The fact that we were able to isolate the brute-force search down to
two of the constants in the magic_number array definitely made
things a lot easier. In comparison; just seeing the difference in CPU
processing time required between finding two and four numbers is
staggering - we are talking seconds versus hours. In essence; the
hardest part was finding the first magic numbers.

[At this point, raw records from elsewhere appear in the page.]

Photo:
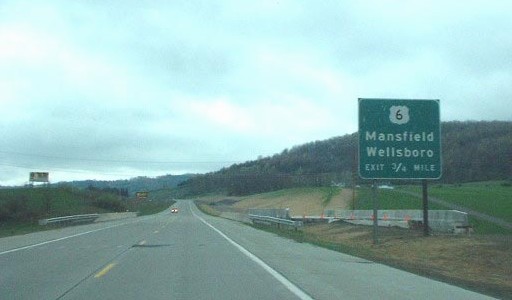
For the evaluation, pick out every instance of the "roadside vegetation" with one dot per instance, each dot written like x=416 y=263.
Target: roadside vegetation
x=22 y=208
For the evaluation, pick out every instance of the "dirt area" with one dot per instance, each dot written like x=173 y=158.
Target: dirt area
x=480 y=263
x=477 y=262
x=307 y=201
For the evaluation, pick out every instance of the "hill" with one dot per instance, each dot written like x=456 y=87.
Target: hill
x=472 y=151
x=132 y=185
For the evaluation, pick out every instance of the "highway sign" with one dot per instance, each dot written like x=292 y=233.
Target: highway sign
x=39 y=177
x=141 y=195
x=399 y=139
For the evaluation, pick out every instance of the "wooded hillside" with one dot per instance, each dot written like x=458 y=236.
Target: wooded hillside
x=472 y=151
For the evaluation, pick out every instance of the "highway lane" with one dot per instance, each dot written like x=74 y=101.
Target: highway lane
x=168 y=256
x=193 y=256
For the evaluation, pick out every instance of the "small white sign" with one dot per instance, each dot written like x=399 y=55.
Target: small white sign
x=399 y=115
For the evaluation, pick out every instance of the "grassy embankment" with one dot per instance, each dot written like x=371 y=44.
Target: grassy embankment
x=481 y=262
x=21 y=208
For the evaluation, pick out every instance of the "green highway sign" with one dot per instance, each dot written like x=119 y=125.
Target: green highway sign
x=399 y=139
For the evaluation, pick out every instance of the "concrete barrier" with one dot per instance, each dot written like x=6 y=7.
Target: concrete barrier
x=452 y=221
x=281 y=213
x=115 y=216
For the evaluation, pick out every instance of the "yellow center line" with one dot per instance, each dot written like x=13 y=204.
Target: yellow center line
x=104 y=270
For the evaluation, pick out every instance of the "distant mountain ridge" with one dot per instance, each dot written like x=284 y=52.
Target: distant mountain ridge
x=133 y=185
x=471 y=151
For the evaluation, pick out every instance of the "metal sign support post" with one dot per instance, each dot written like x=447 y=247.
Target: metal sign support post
x=425 y=207
x=375 y=213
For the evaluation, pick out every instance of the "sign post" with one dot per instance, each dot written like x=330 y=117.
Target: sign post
x=39 y=177
x=400 y=139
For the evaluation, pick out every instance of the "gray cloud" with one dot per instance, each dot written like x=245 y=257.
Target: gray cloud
x=94 y=89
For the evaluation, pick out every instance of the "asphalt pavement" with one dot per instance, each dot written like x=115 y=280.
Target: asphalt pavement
x=189 y=255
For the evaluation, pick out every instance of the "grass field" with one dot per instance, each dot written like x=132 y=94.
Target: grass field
x=21 y=208
x=492 y=198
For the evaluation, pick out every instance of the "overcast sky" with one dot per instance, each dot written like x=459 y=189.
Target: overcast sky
x=118 y=89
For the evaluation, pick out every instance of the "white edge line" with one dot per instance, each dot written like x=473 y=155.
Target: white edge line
x=289 y=285
x=59 y=239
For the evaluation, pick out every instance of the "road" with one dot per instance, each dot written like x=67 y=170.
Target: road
x=190 y=255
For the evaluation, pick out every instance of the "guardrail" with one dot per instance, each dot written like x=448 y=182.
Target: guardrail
x=273 y=220
x=70 y=219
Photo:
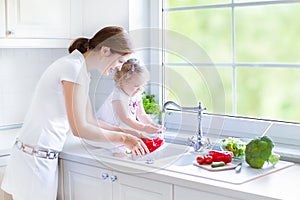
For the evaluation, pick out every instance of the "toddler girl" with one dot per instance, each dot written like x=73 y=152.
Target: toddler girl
x=124 y=106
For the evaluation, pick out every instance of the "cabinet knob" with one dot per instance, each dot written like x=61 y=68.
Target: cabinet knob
x=104 y=176
x=113 y=178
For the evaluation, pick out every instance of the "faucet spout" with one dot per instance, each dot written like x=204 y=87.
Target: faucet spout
x=197 y=141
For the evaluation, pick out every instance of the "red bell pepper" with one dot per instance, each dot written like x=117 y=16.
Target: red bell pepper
x=225 y=156
x=153 y=144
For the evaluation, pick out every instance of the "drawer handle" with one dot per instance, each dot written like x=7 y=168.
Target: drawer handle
x=9 y=32
x=113 y=178
x=104 y=176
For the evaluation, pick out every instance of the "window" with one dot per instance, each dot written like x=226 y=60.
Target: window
x=248 y=62
x=240 y=59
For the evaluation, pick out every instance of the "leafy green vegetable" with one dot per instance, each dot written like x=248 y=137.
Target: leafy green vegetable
x=235 y=145
x=150 y=105
x=259 y=150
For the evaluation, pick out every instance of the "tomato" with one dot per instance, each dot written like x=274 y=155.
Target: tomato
x=208 y=159
x=218 y=156
x=227 y=158
x=200 y=160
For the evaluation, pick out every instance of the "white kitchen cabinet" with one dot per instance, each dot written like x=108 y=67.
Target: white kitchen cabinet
x=38 y=23
x=2 y=18
x=81 y=181
x=3 y=163
x=181 y=193
x=130 y=187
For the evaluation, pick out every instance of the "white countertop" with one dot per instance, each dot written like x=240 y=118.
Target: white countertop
x=7 y=140
x=282 y=184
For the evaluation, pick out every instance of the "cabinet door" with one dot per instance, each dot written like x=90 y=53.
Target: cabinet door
x=81 y=182
x=3 y=163
x=130 y=187
x=39 y=18
x=2 y=18
x=181 y=193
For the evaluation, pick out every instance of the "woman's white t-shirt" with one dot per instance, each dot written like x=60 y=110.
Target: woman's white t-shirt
x=29 y=177
x=109 y=115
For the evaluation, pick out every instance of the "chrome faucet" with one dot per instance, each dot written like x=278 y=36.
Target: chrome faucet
x=197 y=141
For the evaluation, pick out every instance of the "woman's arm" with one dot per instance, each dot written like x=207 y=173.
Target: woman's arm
x=120 y=109
x=102 y=124
x=76 y=100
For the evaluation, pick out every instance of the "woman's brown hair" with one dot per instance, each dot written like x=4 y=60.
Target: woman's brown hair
x=114 y=37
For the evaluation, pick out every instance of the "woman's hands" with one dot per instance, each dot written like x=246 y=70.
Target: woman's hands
x=136 y=145
x=153 y=129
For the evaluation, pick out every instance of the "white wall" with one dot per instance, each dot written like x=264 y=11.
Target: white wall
x=20 y=69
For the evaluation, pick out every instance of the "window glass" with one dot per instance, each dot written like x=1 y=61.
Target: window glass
x=209 y=28
x=270 y=93
x=267 y=33
x=256 y=57
x=180 y=3
x=187 y=85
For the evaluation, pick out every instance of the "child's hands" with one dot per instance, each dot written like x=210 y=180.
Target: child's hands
x=149 y=128
x=136 y=145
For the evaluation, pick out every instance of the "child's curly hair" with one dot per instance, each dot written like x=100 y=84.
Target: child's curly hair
x=129 y=68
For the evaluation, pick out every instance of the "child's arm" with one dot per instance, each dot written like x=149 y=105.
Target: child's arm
x=120 y=109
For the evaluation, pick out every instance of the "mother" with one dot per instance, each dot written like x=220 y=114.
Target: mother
x=60 y=103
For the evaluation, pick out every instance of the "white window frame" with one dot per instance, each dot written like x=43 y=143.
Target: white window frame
x=286 y=135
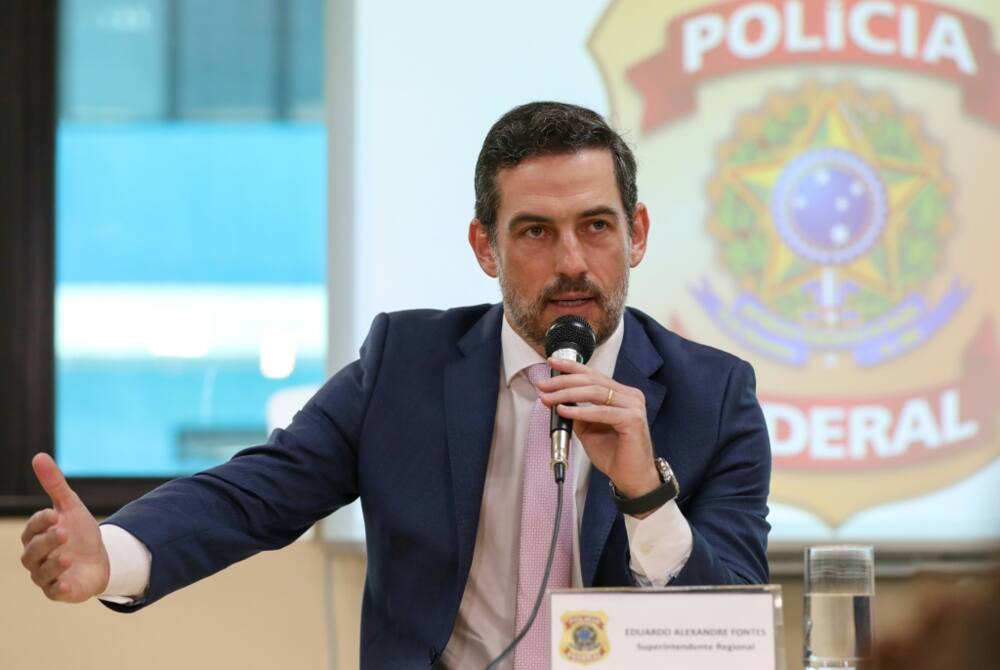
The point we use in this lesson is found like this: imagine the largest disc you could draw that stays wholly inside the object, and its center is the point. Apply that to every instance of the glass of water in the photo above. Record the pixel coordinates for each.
(839, 589)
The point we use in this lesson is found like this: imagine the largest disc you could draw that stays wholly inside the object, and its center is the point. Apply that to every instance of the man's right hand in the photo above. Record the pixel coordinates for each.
(63, 549)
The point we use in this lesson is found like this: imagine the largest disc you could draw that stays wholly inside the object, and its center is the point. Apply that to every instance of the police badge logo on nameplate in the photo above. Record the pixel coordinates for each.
(703, 628)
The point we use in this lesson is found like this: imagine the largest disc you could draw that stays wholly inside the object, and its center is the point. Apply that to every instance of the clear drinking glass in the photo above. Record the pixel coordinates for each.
(837, 620)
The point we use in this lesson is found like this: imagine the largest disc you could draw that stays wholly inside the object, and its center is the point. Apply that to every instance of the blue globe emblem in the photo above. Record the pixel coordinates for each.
(829, 206)
(584, 638)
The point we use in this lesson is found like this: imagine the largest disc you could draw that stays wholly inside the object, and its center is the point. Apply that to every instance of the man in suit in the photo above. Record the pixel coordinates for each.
(437, 427)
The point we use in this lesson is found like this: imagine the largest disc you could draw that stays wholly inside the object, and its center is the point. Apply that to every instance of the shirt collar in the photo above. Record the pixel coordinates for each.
(518, 354)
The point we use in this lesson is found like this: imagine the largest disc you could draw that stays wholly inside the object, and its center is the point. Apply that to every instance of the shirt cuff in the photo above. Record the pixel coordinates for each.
(660, 545)
(129, 561)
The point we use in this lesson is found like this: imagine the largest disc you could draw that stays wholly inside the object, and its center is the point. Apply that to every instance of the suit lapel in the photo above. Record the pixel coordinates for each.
(637, 360)
(470, 395)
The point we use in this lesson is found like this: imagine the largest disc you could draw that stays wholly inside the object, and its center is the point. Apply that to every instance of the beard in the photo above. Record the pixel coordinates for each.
(526, 315)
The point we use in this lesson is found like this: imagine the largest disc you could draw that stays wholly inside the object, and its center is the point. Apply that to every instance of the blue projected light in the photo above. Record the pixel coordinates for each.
(190, 289)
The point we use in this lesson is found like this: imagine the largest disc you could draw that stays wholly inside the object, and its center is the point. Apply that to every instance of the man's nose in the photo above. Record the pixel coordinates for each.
(571, 259)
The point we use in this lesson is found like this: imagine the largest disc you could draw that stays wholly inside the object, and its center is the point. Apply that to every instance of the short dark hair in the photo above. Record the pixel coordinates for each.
(547, 128)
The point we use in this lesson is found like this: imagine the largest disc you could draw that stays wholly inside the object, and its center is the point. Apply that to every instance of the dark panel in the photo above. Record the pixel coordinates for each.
(27, 153)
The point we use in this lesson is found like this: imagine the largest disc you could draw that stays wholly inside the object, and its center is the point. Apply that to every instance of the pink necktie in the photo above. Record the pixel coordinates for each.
(538, 506)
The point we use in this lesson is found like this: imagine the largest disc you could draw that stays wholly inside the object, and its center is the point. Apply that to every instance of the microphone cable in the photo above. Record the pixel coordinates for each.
(560, 477)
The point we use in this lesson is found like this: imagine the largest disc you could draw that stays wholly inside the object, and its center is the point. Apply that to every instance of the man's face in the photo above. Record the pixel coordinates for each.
(562, 243)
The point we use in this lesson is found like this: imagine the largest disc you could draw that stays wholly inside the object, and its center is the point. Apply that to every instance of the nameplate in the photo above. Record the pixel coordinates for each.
(681, 628)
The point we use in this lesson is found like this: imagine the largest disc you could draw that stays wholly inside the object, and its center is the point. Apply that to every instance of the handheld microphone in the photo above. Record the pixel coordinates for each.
(569, 337)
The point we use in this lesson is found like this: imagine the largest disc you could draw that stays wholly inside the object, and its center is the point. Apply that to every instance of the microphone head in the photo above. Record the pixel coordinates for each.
(571, 332)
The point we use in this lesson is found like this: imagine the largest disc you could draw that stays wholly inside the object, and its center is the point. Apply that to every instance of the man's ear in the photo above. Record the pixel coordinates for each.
(479, 240)
(640, 233)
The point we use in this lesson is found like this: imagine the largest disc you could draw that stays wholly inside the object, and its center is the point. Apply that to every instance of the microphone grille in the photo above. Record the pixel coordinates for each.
(571, 332)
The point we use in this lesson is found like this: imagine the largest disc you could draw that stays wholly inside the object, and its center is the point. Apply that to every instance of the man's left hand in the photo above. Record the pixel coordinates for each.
(611, 425)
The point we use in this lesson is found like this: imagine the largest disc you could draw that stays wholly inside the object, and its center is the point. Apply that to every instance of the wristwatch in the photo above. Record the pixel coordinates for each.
(661, 495)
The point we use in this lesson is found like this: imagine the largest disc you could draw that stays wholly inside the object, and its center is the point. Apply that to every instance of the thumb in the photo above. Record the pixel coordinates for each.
(52, 480)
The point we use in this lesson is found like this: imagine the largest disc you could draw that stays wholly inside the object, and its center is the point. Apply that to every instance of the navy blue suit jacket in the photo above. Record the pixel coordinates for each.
(408, 428)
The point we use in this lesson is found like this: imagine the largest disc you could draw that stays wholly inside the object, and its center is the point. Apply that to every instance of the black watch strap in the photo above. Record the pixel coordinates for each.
(661, 495)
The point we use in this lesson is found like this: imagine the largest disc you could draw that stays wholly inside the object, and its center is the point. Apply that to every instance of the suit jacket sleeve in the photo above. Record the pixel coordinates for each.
(728, 512)
(265, 496)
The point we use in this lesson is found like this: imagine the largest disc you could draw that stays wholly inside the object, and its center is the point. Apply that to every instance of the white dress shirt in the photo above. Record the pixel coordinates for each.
(660, 544)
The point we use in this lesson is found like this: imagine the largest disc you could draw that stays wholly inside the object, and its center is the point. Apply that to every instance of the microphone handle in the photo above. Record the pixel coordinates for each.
(561, 428)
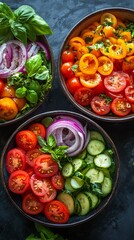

If you have understood some of the concepts I have explained here
but are curious to see the effort involved to let the computer do
all the work for you - I have kept a nice log of everything, which you
can download at your pleasure below. I hope it helps you understand
what is involved a lot better.
MESSAGE TO NIANTIC
I hope that someone in the company has come across these blog posts
and have poked around the subreddit channels to see the views not only
of the developers working to capitalize on your game, but also the
effect your ineffective DRM has places on your innocent, paying users.